Esilio di Dante: causa, date e conseguenze

Esilio di Dante: causa, date e conseguenze.

L’esilio di Dante Alighieri, durato 20 anni, ha apportato un importante cambiamento nella vita e nella poetica del noto scrittore fiorentino. Andiamo a vedere nel dettaglio quali sono le cause alla base di questo esilio e che conseguenze ha comportato.

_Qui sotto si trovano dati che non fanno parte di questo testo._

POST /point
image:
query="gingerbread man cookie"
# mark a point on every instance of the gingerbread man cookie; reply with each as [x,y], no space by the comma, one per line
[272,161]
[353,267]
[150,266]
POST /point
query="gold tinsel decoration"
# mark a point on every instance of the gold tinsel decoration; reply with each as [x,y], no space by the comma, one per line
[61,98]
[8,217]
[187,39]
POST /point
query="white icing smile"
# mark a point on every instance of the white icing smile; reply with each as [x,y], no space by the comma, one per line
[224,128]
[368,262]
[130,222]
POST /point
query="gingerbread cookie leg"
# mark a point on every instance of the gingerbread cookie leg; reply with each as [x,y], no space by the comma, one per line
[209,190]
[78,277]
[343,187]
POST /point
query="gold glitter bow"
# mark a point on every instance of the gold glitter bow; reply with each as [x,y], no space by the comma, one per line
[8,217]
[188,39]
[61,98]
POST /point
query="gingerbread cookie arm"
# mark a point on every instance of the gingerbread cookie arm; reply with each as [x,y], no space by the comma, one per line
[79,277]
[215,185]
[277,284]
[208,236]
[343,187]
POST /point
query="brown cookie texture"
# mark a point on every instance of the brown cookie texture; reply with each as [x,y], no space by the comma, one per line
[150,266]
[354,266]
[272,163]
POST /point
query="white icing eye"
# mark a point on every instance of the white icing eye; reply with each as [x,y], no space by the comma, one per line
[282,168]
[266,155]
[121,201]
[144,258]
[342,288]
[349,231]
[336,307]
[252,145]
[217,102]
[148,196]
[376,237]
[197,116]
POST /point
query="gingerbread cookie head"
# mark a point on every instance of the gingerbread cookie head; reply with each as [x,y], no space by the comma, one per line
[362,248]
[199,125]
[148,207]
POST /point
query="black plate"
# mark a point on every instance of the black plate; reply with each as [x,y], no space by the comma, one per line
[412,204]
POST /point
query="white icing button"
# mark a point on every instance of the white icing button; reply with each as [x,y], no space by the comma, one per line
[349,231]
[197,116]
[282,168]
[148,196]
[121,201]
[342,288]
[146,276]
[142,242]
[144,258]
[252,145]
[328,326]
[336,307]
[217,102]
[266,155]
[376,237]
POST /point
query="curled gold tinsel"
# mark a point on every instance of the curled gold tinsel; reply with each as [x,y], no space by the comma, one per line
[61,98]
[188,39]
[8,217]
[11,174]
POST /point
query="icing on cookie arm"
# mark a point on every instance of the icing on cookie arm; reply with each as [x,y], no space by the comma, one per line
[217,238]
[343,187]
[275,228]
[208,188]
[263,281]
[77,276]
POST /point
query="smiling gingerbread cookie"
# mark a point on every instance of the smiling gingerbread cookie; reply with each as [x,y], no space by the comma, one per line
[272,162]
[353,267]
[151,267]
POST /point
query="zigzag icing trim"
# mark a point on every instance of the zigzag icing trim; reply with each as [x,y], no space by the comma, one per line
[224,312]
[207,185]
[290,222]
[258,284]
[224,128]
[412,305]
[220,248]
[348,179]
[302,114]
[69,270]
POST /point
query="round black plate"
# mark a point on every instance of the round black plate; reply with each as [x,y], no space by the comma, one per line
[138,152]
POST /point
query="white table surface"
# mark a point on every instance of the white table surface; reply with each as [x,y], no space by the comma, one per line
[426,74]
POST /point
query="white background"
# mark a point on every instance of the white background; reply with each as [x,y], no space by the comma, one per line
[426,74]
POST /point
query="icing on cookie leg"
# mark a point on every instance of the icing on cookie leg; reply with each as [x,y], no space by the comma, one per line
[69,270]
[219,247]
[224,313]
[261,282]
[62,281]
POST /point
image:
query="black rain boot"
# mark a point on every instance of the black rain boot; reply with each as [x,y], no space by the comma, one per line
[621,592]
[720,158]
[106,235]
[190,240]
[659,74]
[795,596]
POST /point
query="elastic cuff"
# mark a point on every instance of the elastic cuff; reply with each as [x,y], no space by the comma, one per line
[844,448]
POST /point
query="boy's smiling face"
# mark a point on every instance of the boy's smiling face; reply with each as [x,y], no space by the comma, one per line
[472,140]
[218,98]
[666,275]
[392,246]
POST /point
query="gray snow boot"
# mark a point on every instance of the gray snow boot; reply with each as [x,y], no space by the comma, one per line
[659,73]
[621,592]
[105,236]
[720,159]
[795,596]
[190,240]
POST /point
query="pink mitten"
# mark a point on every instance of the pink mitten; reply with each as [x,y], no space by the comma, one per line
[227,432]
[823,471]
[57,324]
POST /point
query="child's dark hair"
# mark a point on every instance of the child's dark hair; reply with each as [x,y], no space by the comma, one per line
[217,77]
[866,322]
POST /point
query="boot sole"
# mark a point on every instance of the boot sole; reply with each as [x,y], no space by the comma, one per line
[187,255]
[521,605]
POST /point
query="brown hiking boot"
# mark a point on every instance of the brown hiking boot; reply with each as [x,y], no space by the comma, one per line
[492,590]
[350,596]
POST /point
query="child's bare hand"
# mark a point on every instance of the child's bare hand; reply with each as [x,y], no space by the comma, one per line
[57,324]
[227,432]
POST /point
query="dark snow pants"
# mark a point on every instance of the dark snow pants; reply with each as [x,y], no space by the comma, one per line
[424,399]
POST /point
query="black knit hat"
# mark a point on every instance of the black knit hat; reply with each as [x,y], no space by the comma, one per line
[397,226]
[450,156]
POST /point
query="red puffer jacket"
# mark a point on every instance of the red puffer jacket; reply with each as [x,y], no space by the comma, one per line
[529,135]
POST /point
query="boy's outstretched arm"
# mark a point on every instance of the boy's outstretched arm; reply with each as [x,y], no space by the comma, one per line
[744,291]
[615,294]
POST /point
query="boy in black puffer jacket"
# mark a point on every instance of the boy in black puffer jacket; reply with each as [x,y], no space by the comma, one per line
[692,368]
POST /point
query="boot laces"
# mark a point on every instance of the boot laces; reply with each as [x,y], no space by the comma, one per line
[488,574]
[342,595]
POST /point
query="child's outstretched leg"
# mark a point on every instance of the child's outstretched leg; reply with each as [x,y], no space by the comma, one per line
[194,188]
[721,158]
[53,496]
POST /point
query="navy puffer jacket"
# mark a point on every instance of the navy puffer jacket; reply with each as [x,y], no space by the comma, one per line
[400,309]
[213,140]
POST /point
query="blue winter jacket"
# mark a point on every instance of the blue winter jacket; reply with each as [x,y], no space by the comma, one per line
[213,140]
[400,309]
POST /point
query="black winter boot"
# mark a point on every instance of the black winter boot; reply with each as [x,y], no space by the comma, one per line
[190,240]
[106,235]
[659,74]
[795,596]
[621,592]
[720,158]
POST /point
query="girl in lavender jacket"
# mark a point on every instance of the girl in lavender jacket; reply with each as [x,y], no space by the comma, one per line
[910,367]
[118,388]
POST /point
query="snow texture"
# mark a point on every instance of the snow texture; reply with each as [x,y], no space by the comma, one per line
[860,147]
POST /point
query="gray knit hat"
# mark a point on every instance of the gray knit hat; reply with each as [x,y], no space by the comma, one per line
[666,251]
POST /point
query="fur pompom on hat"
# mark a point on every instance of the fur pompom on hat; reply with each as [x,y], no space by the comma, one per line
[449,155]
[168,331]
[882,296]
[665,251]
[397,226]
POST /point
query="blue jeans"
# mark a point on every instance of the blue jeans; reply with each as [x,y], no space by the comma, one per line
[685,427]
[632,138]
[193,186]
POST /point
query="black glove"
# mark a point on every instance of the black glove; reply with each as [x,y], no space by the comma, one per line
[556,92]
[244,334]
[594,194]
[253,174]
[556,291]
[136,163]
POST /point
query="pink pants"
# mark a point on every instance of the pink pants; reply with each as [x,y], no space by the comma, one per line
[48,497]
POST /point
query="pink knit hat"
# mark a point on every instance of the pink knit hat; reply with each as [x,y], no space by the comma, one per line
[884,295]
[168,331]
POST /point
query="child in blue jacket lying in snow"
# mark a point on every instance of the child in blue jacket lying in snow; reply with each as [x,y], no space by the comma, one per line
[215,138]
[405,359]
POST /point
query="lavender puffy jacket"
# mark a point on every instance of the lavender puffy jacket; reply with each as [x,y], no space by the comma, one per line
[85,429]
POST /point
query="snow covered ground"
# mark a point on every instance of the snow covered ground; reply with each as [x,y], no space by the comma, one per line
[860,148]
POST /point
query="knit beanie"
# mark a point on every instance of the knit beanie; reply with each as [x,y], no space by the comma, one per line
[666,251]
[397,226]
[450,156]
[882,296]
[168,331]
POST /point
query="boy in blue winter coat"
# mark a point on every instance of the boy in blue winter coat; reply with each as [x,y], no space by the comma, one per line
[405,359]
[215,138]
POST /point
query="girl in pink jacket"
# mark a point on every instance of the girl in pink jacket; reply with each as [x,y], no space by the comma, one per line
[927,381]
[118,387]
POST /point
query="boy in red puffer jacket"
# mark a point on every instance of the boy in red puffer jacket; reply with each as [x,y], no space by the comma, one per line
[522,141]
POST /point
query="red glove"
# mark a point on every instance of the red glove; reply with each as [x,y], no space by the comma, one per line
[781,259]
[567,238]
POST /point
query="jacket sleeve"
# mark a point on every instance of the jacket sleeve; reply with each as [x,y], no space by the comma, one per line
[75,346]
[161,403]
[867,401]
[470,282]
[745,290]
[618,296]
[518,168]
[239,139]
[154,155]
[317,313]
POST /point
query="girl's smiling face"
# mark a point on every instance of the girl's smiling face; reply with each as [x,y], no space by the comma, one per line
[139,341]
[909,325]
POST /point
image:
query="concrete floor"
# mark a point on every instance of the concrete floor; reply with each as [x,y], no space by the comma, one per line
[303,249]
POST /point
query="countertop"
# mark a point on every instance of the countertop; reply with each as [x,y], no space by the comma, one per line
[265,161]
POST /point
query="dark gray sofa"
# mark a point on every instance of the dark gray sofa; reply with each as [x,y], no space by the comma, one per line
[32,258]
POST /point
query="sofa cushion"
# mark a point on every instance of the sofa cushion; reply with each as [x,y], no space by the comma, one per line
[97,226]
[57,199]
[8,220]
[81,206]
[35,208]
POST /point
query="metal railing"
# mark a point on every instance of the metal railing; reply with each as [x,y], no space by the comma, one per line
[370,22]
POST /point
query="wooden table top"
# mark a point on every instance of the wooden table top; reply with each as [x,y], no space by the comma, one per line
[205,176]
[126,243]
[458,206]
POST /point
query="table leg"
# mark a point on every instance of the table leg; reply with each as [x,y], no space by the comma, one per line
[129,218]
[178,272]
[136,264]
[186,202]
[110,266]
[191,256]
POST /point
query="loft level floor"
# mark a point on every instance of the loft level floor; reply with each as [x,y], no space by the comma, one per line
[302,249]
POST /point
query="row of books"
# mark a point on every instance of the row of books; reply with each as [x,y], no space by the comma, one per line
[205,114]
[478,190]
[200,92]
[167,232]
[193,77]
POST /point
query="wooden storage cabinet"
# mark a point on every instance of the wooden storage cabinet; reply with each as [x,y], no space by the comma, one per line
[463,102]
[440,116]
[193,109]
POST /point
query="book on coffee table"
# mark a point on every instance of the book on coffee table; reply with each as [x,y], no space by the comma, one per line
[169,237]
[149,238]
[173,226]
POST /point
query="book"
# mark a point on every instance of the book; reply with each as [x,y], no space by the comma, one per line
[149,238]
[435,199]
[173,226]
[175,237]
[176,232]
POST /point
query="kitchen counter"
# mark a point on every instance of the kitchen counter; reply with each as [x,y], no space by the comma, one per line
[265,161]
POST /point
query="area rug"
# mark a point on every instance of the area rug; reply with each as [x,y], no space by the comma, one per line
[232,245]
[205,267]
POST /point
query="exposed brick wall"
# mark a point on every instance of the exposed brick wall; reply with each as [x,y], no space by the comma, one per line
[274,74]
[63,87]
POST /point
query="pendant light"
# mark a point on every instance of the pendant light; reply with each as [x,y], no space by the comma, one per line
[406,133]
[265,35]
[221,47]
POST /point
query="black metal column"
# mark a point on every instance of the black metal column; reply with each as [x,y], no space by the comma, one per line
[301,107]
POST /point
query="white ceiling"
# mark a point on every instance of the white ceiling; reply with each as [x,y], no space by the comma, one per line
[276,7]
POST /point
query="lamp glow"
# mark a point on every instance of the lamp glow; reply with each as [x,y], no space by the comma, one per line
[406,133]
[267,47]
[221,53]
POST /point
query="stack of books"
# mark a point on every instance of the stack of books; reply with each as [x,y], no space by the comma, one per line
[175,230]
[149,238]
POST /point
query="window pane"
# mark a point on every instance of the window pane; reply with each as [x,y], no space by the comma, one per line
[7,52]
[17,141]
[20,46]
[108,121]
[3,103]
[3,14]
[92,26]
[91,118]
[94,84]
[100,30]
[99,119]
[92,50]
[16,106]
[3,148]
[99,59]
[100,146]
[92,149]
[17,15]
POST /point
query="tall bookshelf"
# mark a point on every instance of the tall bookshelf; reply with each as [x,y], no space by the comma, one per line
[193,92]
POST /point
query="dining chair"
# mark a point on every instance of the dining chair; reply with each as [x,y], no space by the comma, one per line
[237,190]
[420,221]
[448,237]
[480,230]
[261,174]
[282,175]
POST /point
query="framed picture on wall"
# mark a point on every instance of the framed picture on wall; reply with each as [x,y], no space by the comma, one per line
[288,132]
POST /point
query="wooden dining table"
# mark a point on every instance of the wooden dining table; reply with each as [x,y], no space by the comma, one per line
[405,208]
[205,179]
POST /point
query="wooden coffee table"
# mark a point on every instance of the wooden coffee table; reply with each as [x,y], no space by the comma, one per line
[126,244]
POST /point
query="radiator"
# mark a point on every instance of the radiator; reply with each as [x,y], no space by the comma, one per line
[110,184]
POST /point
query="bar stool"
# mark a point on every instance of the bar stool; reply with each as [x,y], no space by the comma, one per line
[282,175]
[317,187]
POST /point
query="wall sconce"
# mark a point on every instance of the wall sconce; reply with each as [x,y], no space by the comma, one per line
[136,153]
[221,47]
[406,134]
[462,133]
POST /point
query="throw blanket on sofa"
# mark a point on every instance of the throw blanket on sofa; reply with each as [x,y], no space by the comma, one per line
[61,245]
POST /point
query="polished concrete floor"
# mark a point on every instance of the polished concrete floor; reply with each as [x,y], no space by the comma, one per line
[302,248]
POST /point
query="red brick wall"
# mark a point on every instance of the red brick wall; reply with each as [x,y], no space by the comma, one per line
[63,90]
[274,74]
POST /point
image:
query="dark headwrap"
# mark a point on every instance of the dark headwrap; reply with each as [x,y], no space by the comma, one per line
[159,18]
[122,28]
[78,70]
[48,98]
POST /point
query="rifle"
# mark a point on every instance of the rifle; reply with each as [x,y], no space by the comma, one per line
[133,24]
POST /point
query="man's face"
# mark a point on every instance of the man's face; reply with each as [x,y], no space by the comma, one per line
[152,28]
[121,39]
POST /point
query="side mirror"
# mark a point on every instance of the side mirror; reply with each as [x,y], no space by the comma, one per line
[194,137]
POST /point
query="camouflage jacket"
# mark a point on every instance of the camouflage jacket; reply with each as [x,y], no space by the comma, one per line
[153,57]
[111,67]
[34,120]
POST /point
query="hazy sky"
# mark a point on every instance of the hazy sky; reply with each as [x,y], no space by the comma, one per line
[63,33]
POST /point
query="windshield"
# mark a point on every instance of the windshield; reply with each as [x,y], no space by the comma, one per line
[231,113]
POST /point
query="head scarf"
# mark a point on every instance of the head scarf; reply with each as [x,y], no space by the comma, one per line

Nella seconda metà del XIII secolo, la scena politica fiorentina era dominata dal riacutizzarsi dello scontro tra Bianchi e Neri, due diversi schieramenti del partito del guelfo, che fin dal 1266 (data della battaglia di Benevento) teneva saldamente il potere. I Bianchi facevano capo alla famiglia dei Cerchi ed esprimevano gli interessi del popolo ‘’grasso’’, ovvero di finanzieri e di ricchi mercanti, mentre i Neri erano guidati dalla famiglia dei Donati (la famiglia di Gemma Donati, moglie di Dante), sostenitori della restaurazione del potere nobiliare e disposti ad appoggiarsi al papa per raggiungere questo scopo. Dante, essendo un sostenitore dell’autonomia del Comuni, sostenne il primo, finendo in conflitto con papa Bonifacio VIII. La sua scelta, ovvero di schierarsi in maniera esplicita, darà vita al lunghissimo esilio di Dante. Il 7 maggio del 1300 Dante si era recato in ambasceria presso il Comune di San Gimignano per sostenere la causa dei Bianchi. Il primo Novembre le truppe angioine di Carlo di Valois, alleate del papa, entrarono con forza a Firenze e deponevano il governo in carica, portando così la vittoria dei Neri.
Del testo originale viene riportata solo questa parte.